Cagliostro gardait toujours le même silence de mauvais augure.

On entendit le pas du capitaine sur les degrés sonores du perron, sa voix toujours gaie dans la cour, et ses derniers complimens aux personnes rassemblées pour le voir.

Puis les chevaux secouèrent leurs têtes chargées de grelots, la portière de la chaise se ferma avec un bruit sec, et les roues grondèrent sur le pavé de la rue.

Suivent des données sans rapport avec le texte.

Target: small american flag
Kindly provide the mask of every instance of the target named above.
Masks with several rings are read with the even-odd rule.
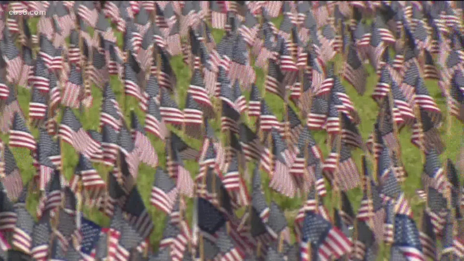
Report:
[[[83,89],[82,75],[75,66],[71,65],[68,80],[63,88],[61,104],[74,109],[78,108],[83,98]]]
[[[50,216],[47,215],[41,218],[34,226],[31,254],[33,258],[38,260],[46,260],[48,255],[50,236],[52,234],[50,219]],[[56,243],[56,242],[55,244]]]
[[[354,87],[358,93],[362,95],[366,91],[367,72],[358,56],[354,45],[348,47],[348,56],[345,64],[343,77]]]
[[[130,62],[124,65],[124,93],[140,100],[142,99],[142,93],[136,77],[136,73],[138,72],[138,69],[140,67],[133,55],[130,57],[132,57],[130,59]],[[137,69],[134,69],[136,67]]]
[[[15,212],[18,216],[16,226],[13,231],[12,245],[20,251],[30,253],[32,245],[34,219],[26,208],[26,202],[17,203]]]
[[[48,210],[53,210],[61,204],[61,177],[59,171],[55,170],[47,185],[37,206],[36,215],[38,218]]]
[[[283,84],[284,74],[276,62],[269,60],[267,72],[264,83],[266,91],[276,94],[283,99],[286,89]]]
[[[251,84],[248,102],[248,116],[258,117],[261,114],[261,94],[258,86]]]
[[[331,256],[339,258],[353,248],[351,240],[319,214],[307,212],[302,232],[300,251],[302,258],[306,260],[311,258],[308,255],[309,243],[317,249],[316,254],[321,260],[327,260]]]
[[[433,231],[430,215],[425,210],[422,215],[421,223],[422,228],[419,232],[419,239],[424,254],[432,259],[436,258],[436,235]]]
[[[48,107],[46,98],[36,88],[32,89],[32,92],[31,101],[29,102],[29,118],[43,119],[45,117]]]
[[[279,128],[280,123],[277,117],[272,113],[264,99],[260,101],[261,113],[259,114],[259,128],[263,131],[269,131],[273,128]]]
[[[119,131],[122,124],[121,116],[118,113],[116,104],[112,99],[110,98],[105,98],[103,101],[100,112],[100,126],[108,125],[115,130]]]
[[[102,148],[103,164],[113,166],[117,158],[117,134],[111,127],[104,125],[102,128]]]
[[[440,79],[440,72],[435,65],[431,52],[425,51],[424,52],[424,78],[428,80]]]
[[[168,134],[168,129],[161,118],[159,108],[153,98],[148,100],[144,130],[163,140]]]
[[[8,30],[4,30],[3,34],[3,39],[0,41],[0,48],[6,64],[6,79],[10,82],[16,83],[22,77],[20,75],[23,72],[22,67],[24,66],[22,57],[19,55],[19,51],[14,45]],[[26,72],[27,71],[26,70],[23,73]]]
[[[161,168],[157,168],[155,176],[150,202],[167,214],[170,213],[174,207],[179,189],[175,186],[175,182]]]
[[[234,133],[238,133],[238,121],[240,114],[235,109],[227,103],[222,101],[222,114],[221,115],[221,130],[223,132],[231,131]]]
[[[79,252],[85,261],[93,260],[96,255],[95,248],[100,239],[101,231],[100,226],[84,217],[82,218],[79,231],[82,240]]]
[[[129,222],[135,227],[142,238],[150,235],[154,227],[153,222],[136,187],[133,188],[128,196],[122,210],[128,214]]]
[[[288,149],[276,129],[271,129],[271,134],[275,162],[270,186],[282,194],[293,197],[296,192],[296,185],[293,177],[290,175],[289,166],[293,164],[296,155]]]
[[[187,94],[186,97],[185,108],[184,109],[184,123],[188,125],[190,136],[199,133],[198,129],[203,124],[203,112],[200,104],[193,98],[191,94]],[[194,127],[196,126],[197,128]],[[193,127],[193,129],[191,129]]]
[[[10,147],[25,148],[31,151],[35,150],[37,147],[34,136],[26,125],[26,121],[18,112],[14,114],[13,125],[9,133]]]
[[[184,114],[175,102],[171,98],[167,91],[162,91],[160,103],[160,113],[165,122],[174,125],[182,124]]]
[[[155,168],[158,165],[158,155],[133,111],[131,112],[131,132],[134,136],[135,150],[139,154],[139,159],[140,161]]]
[[[82,154],[79,156],[75,173],[81,175],[83,185],[86,189],[102,189],[105,186],[104,181],[92,166],[90,161]]]
[[[307,124],[309,129],[322,130],[325,125],[328,112],[327,101],[322,97],[314,97],[308,116]]]
[[[447,183],[446,177],[441,167],[440,159],[437,151],[432,150],[425,155],[425,162],[424,165],[424,172],[422,179],[424,186],[429,186],[442,192]]]
[[[77,7],[75,6],[77,6]],[[98,13],[93,2],[81,2],[75,4],[75,10],[77,10],[79,18],[85,21],[90,26],[95,26]]]
[[[33,74],[29,78],[29,83],[32,88],[42,92],[48,92],[51,83],[49,72],[42,59],[38,59],[34,66]]]
[[[408,260],[425,260],[419,232],[414,220],[406,215],[398,214],[395,216],[394,227],[393,247],[398,248],[400,253]]]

Lapeyrouse venait de faire le premier pas dans ce voyage mystérieux dont il ne devait pas revenir.

Chacun écoutait.

Lorsqu’on n’entendit plus rien, tous les regards se trouvèrent comme par une force supérieure ramenés sur Cagliostro.

Il y avait en ce moment sur les traits de cet homme une illumination pythique qui fit tressaillir les convives.

Un silence étrange dura quelques instans.

Le comte de Haga le rompit le premier.

— Et pourquoi ne lui avez-vous rien répondu, monsieur ?

Cette interrogation était l’expression de l’anxiété générale.

Cagliostro tressaillit comme si cette demande l’avait tiré de sa contemplation.

— Parce que, dit-il en répondant au comte, il m’eût fallu lui dire un mensonge ou une dureté.

— Comment cela ?

— Parce qu’il m’eût fallu lui dire : Monsieur de Lapeyrouse, monsieur le duc de Richelieu a raison de vous dire adieu et non pas an revoir.